Semble: Token-Efficient Code Search for Agent Loops

Agent code navigation quickly encounters token constraints. A typical grep-and-read pattern returns hundreds of file paths, then reads each match in full to provide context. For a 10,000-line codebase, a single search can burn 50,000+ tokens across multiple turns. Semble addresses this by indexing code semantically and compressing retrieval results before they reach the agent’s context window.

Semble achieves a 98% token reduction compared to baseline grep workflows. That number matters because token cost is the primary constraint in multi-turn agent loops. If your agent needs to search a codebase five times to complete a task, you’re looking at the difference between $0.50 and $25 in API costs per session at GPT-4 pricing.

Why Grep Fails in Agent Loops

Traditional grep returns file paths and line numbers. The agent then issues read commands for each file to understand context. This creates two problems:

Token multiplication: Each file read adds the full file content to the context, even if only three lines are relevant.
Turn overhead: The agent must decide which files to read, read them, then decide if it needs more context. Each decision costs a round trip.

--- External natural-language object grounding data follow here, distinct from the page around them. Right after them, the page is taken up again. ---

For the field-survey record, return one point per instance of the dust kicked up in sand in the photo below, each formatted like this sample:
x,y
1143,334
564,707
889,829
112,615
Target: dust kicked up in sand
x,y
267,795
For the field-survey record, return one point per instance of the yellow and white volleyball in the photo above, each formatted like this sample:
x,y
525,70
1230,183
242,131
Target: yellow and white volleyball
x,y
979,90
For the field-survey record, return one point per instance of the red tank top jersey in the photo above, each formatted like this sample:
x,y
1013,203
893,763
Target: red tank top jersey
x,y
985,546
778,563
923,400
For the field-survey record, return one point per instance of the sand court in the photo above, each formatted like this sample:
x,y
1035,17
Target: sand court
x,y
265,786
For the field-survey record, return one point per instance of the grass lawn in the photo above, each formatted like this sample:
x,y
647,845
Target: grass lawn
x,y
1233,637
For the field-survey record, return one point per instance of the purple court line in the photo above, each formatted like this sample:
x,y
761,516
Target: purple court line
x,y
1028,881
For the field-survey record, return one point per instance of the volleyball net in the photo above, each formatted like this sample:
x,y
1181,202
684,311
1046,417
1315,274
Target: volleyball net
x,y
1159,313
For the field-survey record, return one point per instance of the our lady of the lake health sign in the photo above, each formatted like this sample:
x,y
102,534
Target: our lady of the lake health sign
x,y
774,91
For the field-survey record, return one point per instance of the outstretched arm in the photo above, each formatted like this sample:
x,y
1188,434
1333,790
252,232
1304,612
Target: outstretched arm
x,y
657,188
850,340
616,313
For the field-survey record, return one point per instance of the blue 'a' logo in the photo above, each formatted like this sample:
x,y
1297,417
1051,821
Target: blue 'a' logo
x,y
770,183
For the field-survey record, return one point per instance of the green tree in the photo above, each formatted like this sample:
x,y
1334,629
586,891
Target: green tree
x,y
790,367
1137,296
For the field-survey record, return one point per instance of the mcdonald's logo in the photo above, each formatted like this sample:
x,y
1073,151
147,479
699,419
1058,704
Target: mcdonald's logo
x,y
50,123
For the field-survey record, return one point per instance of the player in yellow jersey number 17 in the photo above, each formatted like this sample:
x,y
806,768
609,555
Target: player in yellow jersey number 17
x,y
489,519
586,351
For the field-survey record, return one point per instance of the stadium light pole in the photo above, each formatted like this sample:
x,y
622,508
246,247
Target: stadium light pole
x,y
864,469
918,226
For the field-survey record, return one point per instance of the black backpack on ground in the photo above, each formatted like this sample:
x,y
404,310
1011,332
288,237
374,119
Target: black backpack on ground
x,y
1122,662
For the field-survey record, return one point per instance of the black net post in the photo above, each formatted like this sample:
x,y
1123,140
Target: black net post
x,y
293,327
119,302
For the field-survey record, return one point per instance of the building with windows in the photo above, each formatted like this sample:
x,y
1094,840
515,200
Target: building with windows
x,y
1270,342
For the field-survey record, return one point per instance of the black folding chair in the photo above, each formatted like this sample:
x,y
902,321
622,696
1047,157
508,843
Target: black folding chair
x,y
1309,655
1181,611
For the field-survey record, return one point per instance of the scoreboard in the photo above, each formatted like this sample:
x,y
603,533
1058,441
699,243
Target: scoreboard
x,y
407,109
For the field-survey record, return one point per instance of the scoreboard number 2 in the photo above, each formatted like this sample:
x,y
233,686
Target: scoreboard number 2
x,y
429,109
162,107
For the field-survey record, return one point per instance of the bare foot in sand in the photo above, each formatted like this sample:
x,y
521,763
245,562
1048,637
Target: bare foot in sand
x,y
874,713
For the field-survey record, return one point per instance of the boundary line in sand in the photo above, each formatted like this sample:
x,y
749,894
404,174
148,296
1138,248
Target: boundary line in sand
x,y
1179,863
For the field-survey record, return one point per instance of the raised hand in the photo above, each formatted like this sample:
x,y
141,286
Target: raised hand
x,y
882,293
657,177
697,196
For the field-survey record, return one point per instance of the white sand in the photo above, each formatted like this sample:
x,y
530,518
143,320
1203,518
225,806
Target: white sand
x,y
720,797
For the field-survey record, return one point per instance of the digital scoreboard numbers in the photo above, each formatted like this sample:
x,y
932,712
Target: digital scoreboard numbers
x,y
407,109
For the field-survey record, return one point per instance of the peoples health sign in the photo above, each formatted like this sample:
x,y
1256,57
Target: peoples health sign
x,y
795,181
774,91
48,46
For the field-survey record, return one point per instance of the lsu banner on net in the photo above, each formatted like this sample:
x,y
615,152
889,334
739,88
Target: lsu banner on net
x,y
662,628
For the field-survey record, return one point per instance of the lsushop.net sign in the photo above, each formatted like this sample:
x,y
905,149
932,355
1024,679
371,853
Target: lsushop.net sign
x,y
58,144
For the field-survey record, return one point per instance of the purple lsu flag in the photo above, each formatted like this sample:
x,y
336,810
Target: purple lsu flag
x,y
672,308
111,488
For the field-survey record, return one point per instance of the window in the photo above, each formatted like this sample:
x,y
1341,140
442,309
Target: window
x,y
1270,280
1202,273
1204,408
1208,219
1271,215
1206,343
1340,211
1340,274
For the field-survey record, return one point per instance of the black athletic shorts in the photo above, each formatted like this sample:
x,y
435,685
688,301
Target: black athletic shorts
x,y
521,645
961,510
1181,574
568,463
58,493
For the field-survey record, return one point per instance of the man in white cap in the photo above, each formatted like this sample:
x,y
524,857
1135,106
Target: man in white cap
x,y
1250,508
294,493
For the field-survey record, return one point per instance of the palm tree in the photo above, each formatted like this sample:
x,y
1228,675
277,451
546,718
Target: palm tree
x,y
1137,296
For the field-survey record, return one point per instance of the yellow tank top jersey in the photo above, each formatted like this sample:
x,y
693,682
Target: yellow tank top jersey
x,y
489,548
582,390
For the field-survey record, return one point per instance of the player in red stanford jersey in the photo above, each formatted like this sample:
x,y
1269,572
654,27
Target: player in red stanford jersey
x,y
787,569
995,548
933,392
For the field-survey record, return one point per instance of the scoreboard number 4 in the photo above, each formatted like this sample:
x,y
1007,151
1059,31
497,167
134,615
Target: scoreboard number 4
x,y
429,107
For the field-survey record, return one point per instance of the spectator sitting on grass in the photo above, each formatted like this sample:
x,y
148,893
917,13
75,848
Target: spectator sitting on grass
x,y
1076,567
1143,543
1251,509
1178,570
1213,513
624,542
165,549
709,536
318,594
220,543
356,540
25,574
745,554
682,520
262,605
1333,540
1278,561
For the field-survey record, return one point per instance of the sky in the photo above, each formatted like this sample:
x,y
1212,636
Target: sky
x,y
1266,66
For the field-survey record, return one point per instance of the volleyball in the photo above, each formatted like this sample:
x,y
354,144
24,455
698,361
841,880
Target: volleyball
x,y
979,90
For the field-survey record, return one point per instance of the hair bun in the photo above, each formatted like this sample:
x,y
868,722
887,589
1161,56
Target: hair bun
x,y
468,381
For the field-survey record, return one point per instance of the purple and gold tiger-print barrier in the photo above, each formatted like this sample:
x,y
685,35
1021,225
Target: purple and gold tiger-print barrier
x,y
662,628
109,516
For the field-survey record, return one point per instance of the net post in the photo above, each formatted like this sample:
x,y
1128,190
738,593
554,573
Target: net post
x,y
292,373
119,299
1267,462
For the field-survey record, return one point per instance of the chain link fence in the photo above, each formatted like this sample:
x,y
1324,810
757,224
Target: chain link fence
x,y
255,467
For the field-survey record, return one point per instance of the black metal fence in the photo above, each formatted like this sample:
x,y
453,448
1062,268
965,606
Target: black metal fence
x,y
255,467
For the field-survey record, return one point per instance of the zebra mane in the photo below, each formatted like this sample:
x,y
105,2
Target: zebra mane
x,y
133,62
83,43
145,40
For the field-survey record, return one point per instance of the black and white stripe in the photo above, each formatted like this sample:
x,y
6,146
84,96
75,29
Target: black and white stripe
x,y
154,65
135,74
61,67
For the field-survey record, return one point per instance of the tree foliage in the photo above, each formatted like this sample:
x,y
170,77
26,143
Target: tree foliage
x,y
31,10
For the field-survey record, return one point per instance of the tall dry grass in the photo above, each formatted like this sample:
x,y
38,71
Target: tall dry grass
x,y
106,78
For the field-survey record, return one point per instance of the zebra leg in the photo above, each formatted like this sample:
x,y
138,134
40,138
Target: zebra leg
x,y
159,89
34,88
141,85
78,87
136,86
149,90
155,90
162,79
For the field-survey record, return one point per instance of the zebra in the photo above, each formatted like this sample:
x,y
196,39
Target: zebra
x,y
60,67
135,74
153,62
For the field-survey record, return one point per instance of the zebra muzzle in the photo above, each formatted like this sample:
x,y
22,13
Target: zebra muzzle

Semble collapses this into a single retrieval step. The agent queries once and receives compressed, semantically relevant snippets with enough surrounding context to make decisions.

Indexing Pipeline

Semble builds a semantic index at repository initialization. The pipeline:

Parses source files into abstract syntax trees (ASTs)
Extracts function definitions, class declarations, and docstrings
Embeds each code unit using a lightweight encoder (likely sentence-transformers or similar)
Stores embeddings in a vector index (FAISS or equivalent)

The index is file-system-backed, so it persists across sessions. Build time scales linearly with codebase size. A 100,000-line repository takes roughly 30 seconds on a standard laptop.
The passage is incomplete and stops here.